I’m 64 years old, and came from what was a small town in Southeast New Mexico. It was the identical type of town seen in the movie “American Graffiti”. The ‘Jock’s’ had the T’s, and us poor kid’s got to look at them. When I “Officially” retired, I talked continuously about always wanting to build a T. Finally, my best friend got tired of listening to me and she begged me to do it.
Not knowing where to start, I ordered Chester’s book ‘How to build a T-Bucket Hot Rod Roadster for under $3,000 bucks’.
Needless to say, it was the best money I have spent in a long time. It got me started. Although I’m still building the T, any time I run into a problem, I can usually find a solution in his book. I would definitely recommend it if you are going to build one.
Thank you very much, Tim, for your nice comments about Chester Greenhalgh’s “How to Build a T-Bucket” book. That’s great to hear and I’m passing it along to Chester.
You’d be surprised how many T-Bucket projects are multi-year endeavors.
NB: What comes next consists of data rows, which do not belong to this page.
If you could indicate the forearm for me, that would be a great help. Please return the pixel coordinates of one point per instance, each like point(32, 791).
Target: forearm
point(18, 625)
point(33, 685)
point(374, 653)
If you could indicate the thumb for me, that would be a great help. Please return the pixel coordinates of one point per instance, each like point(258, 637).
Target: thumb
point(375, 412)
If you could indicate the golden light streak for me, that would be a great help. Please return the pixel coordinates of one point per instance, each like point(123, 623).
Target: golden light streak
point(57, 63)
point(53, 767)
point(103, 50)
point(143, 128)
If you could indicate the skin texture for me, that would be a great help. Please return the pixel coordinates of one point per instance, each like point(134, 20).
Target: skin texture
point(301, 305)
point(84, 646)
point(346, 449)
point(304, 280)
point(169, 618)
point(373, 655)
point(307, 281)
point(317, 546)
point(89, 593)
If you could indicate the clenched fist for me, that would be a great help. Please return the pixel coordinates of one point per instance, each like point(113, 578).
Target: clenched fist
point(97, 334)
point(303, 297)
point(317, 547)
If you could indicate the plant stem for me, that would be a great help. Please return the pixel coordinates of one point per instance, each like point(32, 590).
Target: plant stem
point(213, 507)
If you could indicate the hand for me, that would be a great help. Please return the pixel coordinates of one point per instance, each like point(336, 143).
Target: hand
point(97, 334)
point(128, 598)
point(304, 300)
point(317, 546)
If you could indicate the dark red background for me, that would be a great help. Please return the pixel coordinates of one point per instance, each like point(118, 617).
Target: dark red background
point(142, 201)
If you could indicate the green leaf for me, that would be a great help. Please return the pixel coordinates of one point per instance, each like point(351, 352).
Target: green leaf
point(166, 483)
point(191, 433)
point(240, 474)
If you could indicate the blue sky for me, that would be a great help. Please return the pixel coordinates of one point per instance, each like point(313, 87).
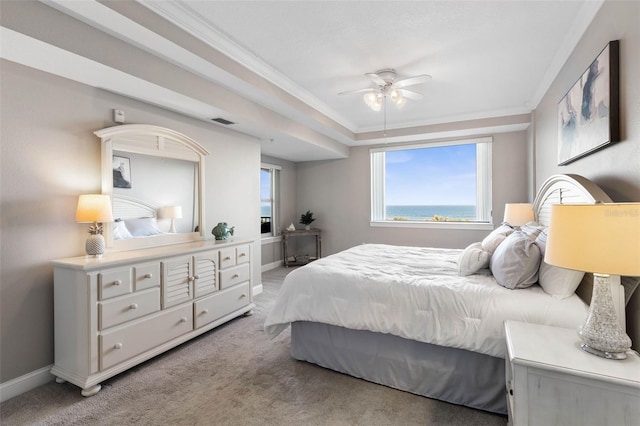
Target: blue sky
point(432, 176)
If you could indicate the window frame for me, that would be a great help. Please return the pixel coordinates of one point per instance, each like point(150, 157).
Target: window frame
point(274, 173)
point(483, 185)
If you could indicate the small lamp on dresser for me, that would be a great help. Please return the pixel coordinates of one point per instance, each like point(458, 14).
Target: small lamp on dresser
point(603, 239)
point(517, 214)
point(172, 212)
point(96, 209)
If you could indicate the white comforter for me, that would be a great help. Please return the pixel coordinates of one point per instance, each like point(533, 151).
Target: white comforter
point(415, 293)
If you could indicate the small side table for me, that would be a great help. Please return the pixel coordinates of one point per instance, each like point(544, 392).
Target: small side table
point(551, 381)
point(317, 233)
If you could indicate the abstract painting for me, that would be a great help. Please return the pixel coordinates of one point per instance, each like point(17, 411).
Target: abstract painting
point(121, 172)
point(589, 114)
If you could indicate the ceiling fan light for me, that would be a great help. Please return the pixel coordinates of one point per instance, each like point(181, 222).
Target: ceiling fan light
point(373, 100)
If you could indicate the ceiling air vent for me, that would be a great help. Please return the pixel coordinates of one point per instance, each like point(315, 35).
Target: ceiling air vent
point(222, 121)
It’s pretty normal to start out with a particular vision for your build and along the way you see new things and inspirations and it just evolves, and takes longer than originally planned. But, the result is worth the wait!
I couldn’t have said it better myself. But lets not overlook the attention that unfinished rods get at these street meets. Hotrodders everywhere love to look in on the development as a rod progresses, especially those who are in the process of building one also, you just feel at home around an unfinished rod, and naturally fall into talking with whoever has the rod. talking about your own project. This is the main attraction in a rod meet for me, and I’ll walk right by a ‘Boydster’ $100,000 rod without a second glance at it, except for wishing no one was around so I could piss on it.